At their core, shipping wars must begin with a love triangle. If it is clear that so and so and such and such will get together, there can be no argument based on the canon. (With some slash shippers, I guess there can be argument, but it’s easier to ignore these fringe groups.) But when there are two people vying for a character’s attention, that’s when the grand debates start.
Though the phenomenon of shipping is relatively new – and has been facilitated through Internet fan communities – love triangles in themselves are no stranger to narrative works. At the very least, love triangles are found in the works of Shakespeare. In A Midsummer Night’s Dream in particular, the love triangle (later turned quadrangle) is one of the play’s main focuses. In fact, if you’re familiar with both works and make the following substitutions, you’ll see that the quadrangle of Lost essentially parallels that of A Midsummer Night’s Dream: Kate = Hermia, Jack = Lysander, Sawyer = Demetrius, and Juliet = Helena.
Thus, having multiple characters in love with different people at different times – one of the hallmarks of a story ripe for shipping wars – is not something new. Shakespeare knew that creating multiple romantic storylines would keep audiences entertained and emotionally attached to the story, and this idea is as true now as it was then.
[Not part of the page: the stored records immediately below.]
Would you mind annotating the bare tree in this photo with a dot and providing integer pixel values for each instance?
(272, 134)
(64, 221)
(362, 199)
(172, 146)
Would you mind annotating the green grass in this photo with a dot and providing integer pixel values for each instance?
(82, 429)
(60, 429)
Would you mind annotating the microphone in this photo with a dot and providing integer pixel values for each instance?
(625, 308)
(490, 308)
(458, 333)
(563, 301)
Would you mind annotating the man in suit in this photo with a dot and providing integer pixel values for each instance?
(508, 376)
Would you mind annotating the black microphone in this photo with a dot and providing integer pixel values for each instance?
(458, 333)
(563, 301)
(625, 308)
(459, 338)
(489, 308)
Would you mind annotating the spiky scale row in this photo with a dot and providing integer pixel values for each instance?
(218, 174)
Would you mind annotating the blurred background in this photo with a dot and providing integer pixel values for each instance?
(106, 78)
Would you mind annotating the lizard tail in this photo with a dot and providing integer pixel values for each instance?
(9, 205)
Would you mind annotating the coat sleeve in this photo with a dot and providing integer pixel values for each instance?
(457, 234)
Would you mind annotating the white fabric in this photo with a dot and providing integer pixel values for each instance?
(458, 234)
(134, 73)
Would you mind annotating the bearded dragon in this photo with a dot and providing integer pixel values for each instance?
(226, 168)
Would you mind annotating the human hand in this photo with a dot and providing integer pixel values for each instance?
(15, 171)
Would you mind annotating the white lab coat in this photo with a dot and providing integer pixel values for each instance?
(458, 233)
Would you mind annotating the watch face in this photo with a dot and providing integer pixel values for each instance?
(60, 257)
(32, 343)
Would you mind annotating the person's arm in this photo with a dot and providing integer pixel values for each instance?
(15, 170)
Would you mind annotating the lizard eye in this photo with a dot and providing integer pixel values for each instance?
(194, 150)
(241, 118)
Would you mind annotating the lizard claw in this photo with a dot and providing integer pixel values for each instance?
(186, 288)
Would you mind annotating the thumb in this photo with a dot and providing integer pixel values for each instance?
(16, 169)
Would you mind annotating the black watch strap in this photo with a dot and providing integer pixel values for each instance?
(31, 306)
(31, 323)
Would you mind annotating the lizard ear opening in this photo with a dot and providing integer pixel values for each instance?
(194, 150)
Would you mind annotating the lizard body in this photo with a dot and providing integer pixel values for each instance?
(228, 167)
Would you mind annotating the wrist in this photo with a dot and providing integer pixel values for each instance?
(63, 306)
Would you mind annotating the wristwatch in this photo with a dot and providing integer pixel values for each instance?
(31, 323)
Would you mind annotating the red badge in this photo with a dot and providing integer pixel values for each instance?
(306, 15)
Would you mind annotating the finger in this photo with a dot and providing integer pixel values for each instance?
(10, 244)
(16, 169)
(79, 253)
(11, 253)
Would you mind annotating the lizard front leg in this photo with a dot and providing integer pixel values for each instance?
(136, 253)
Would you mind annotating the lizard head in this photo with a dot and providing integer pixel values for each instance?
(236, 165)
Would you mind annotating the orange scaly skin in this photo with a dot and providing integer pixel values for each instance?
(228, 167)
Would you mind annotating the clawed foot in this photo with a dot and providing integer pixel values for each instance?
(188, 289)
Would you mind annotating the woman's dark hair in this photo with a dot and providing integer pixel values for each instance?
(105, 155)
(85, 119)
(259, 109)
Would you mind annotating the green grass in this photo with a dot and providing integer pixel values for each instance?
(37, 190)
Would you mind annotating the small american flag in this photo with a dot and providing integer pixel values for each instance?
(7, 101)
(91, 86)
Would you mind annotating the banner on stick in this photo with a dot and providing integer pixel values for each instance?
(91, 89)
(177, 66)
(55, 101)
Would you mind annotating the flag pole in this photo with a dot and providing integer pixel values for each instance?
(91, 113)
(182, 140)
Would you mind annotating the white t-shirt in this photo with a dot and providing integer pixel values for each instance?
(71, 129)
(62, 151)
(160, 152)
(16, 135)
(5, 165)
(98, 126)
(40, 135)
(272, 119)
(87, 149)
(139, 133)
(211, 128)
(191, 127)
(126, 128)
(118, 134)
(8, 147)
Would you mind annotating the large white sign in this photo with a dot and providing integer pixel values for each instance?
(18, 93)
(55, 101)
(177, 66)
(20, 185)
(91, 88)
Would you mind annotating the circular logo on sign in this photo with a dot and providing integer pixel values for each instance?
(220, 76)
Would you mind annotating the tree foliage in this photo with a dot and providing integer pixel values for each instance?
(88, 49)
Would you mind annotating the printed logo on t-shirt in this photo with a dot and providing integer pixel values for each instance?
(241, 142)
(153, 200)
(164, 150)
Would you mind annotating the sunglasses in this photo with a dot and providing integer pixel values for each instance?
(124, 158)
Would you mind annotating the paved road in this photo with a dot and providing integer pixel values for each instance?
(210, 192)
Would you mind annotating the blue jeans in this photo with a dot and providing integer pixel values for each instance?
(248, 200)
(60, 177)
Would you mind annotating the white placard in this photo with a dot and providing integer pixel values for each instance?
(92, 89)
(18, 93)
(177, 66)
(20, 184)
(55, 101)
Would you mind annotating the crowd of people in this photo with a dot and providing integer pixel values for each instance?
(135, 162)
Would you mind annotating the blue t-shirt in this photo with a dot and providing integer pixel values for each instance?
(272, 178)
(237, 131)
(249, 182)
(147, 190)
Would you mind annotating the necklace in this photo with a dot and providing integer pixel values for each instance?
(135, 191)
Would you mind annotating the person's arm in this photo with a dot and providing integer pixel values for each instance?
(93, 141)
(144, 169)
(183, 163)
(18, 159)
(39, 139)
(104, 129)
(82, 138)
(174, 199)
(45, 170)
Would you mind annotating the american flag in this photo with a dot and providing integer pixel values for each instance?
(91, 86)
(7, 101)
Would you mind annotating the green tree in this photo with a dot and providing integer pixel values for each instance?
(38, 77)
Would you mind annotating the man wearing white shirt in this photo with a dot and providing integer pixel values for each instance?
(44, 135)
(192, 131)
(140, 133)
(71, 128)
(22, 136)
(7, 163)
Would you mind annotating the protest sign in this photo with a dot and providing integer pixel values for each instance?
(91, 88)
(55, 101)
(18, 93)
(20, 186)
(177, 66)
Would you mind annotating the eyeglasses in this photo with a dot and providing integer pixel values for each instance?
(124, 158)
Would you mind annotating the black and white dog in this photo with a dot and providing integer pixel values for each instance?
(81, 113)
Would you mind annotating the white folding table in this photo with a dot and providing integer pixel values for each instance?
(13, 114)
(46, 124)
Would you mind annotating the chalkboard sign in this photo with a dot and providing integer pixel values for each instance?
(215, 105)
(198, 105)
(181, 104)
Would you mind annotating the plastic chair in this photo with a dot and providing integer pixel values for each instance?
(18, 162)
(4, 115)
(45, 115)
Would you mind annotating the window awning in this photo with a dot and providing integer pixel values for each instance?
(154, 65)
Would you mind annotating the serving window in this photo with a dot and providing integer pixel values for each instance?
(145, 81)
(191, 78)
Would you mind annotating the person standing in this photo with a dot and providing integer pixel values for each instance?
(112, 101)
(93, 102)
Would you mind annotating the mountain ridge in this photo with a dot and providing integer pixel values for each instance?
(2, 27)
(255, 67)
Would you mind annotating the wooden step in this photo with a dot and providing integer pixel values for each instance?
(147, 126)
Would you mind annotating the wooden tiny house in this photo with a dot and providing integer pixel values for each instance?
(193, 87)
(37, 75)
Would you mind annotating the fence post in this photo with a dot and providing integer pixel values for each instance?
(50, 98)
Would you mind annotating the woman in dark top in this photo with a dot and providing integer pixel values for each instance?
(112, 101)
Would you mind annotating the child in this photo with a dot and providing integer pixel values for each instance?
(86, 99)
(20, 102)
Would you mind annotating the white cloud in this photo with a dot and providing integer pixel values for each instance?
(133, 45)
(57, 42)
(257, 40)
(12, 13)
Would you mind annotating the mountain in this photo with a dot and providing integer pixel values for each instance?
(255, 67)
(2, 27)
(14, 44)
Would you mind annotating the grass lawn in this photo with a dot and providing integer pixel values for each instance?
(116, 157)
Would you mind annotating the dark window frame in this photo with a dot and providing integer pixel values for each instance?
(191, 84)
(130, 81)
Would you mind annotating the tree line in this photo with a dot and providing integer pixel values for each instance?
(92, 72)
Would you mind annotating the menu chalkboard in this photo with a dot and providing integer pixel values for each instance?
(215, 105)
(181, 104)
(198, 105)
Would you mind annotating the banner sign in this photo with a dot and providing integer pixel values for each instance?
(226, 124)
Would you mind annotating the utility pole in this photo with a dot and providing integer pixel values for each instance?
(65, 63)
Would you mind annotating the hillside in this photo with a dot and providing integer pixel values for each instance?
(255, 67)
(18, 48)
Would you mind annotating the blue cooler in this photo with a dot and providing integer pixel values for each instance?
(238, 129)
Sometimes, even, a love triangle can elevate a story. Consider the film His Girl Friday (1940), which is based on the 1928 play The Front Page. His Girl Friday is considered the best of the film adaptations of the play, and it is remembered as a rapid dialogue romantic comedy. Editor Walter Burns and reporter Hildy Johnson are ex-husband and wife, and Hildy is going off to get remarried to Bruce Baldwin. Despite her dislike of Walter, she is nevertheless still somewhat drawn to him, creating a love triangle. In the original story of The Front Page, however, there is no such love triangle; in fact, Hildy is a man. In this case, changing Hildy to a woman and adding a love triangle made His Girl Friday more entertaining and elevated it to the level of a classic.
Like the minds behind His Girl Friday, current writers know that if they create these love triangles and quadrangles, they will bring in a whole new audience to their work. For example, despite its title, even The Good Wife, considered network TV’s best show, has a love triangle involving the titular good wife, her husband, and her boss, demonstrating that even a highbrow legal drama is not above including fodder for shipping wars.
From my experiences with the Lost fandom, I know that there are people who have major problems with love triangles simply because they spawn these intense shipping wars. In and of themselves, however, love triangles add intrigue, humanity, and, at times, comedy to a story. There is a reason why practically every narrative work involves romance of some kind. Just because some shippers take the idea to the extreme, it doesn’t negate the entire narrative device.
What are your thoughts on including love triangles in works? Do you find shipping wars in fandom entertaining or ridiculous?